Older sis is here now, and she and Squeak are having a great time.  The taxi arrived 45 minutes before it should have done, so quite clearly there are some communication issues between said Social Worker and the transport department.  Not just with us then.

I was helping my mum with a few jobs this morning.  OH was looking after Squeak and her sister.  Imagine her delight (again) when aforementioned Social Worker chooses today to plague her with calls about Sunday’s ‘contact session’, or what we prefer to call ‘sisters’ meet ups’. Call after call after call. After call.  After call.  He’d received an e mail 3 weeks ago about Sunday, but had chosen today – knowing that older sis would be here and we would be busy – to repeatedly phone to organise what should really be a quite simple thing.  After the seventh phone call (I kid you not) he returned to the plan that poor old OH had suggested in the first place. And he had the cheek to say to OH that all he had wanted was for older sis to enjoy herself with us.  Yes! This is the same Social Worker who had tried to stop older sis coming here for her birthday party.

WHAT IS WRONG WITH THESE PEOPLE?

More positively, we have finally (106 days later – isn’t there a timescale for these things?) received a risk assessment that is looking more acceptable.  We need a few tweaks here and there, but at least I’m not labelled as having low emotional resilience anymore, and OH isn’t labelled at risk of losing her job. Oh yes!  The first few risk assessments actually did say both of those things.  Even though its focus was meant to be the safety of our children.  Which clearly they are taking very, very seriously. Clearly.

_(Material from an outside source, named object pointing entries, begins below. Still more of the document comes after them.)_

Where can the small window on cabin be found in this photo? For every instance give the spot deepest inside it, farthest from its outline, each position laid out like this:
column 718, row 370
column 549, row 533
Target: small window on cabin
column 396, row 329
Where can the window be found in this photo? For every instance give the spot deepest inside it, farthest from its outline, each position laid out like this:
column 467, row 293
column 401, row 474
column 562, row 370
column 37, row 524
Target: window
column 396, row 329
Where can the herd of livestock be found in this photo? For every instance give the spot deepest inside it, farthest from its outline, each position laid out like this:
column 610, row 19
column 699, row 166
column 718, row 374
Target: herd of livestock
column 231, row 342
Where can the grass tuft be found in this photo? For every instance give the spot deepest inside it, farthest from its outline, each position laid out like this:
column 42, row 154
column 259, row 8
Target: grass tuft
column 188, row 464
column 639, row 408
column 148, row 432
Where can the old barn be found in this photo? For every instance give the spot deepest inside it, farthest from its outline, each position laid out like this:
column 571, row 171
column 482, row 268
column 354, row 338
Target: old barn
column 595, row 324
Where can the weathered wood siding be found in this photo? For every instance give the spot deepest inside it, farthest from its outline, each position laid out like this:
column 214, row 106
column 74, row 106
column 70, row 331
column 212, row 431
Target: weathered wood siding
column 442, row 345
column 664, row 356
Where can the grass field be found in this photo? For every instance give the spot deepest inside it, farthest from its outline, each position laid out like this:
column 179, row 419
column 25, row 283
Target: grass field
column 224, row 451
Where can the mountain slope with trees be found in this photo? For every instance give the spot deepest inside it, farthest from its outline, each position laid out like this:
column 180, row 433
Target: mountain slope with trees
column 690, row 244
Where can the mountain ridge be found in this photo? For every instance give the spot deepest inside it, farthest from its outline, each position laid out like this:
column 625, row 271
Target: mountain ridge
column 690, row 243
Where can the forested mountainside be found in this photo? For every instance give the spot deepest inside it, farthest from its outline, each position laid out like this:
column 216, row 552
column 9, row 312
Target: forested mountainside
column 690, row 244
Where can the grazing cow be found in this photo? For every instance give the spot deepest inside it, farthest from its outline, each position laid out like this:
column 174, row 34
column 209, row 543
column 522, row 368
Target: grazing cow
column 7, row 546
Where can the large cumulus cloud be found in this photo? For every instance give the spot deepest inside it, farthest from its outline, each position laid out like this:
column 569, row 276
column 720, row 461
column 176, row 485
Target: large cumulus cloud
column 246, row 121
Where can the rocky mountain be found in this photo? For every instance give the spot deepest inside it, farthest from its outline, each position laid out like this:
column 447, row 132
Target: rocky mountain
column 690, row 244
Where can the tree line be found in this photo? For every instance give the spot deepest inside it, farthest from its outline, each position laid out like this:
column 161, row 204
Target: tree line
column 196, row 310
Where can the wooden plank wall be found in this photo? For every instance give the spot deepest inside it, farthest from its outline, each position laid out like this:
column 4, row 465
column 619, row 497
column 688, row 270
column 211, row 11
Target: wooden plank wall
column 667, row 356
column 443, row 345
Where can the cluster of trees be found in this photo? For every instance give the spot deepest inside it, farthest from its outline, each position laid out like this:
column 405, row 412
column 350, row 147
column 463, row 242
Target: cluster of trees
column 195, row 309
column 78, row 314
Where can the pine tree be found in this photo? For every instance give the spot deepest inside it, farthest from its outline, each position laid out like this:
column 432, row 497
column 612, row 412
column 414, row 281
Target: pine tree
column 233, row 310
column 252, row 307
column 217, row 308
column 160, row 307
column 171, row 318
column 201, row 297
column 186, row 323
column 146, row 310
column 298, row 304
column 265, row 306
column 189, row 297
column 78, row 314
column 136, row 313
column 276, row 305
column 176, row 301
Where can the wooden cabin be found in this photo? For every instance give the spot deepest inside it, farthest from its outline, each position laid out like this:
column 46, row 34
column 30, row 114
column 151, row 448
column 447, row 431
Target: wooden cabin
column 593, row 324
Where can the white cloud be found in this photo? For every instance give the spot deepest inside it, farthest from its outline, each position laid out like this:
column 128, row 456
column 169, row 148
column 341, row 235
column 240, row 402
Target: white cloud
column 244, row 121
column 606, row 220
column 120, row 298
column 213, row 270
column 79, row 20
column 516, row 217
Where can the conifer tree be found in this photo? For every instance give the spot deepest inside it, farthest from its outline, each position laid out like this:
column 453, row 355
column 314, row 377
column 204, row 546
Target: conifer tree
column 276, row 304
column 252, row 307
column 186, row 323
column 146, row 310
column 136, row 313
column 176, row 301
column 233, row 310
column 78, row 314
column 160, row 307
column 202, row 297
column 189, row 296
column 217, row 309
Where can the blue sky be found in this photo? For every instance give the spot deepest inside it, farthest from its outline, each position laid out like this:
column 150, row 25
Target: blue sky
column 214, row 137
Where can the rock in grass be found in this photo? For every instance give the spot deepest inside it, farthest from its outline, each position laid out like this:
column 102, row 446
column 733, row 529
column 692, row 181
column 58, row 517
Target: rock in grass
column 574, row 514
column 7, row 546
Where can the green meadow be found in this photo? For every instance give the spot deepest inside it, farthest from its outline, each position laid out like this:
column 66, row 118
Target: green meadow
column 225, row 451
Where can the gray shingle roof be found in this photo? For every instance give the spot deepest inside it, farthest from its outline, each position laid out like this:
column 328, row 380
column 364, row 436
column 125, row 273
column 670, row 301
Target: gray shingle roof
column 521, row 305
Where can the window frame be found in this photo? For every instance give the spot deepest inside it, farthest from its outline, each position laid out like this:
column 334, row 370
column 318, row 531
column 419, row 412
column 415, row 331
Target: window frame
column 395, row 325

Whilst Bubble is away at PGL the difference in Squeak is remarkable.  Her previously unrelenting controlling behaviour seems to have dropped off the face of the earth.  We are under no illusions that it will return lunchtime Saturday with the return of Bubble.  We realise that we need to give our girls even more time apart than we are currently managing to do.  Very difficult though when we can’t actually use any community facilities in our town, and when we seem to be at full stretch separating them as much as possible over the weekends anyway. We need more ‘respite’. More PGL weeks perhaps?  I’m not sure Bubble would feel happy going without one of her sisters there though.

This week we had a surprising chat with my mother (an ex-teacher), who told us she believes, as does my sister (a teacher), that Bubble will not cope in a typical secondary school setting.  We have been banging this drum for over a year, but to no avail, with a rejected EHCP, and little understanding shown of her needs at her current school. She has one year to go before secondary school, and we know that we have no chance of a therapeutic school environment.  So we’re going to start banging the drum again loudly and ask our Social Worker to start attending the school meetings.  We’re also going to ask for a re-referral to the Paediatrician so that we have more  back up when the inevitable happens at secondary school, and we re-apply for an EHCP. It just seems so wrong that Bubble has to get to secondary school and ‘fail’ as her previous Social Worker said, before any other option can be considered.

And there we have it. Day 121 is nearly over.  We’ll get up tomorrow and do it all again.  We’re off to the beach hut with Squeak and big sis. The phone signal there is terrible – what a pity.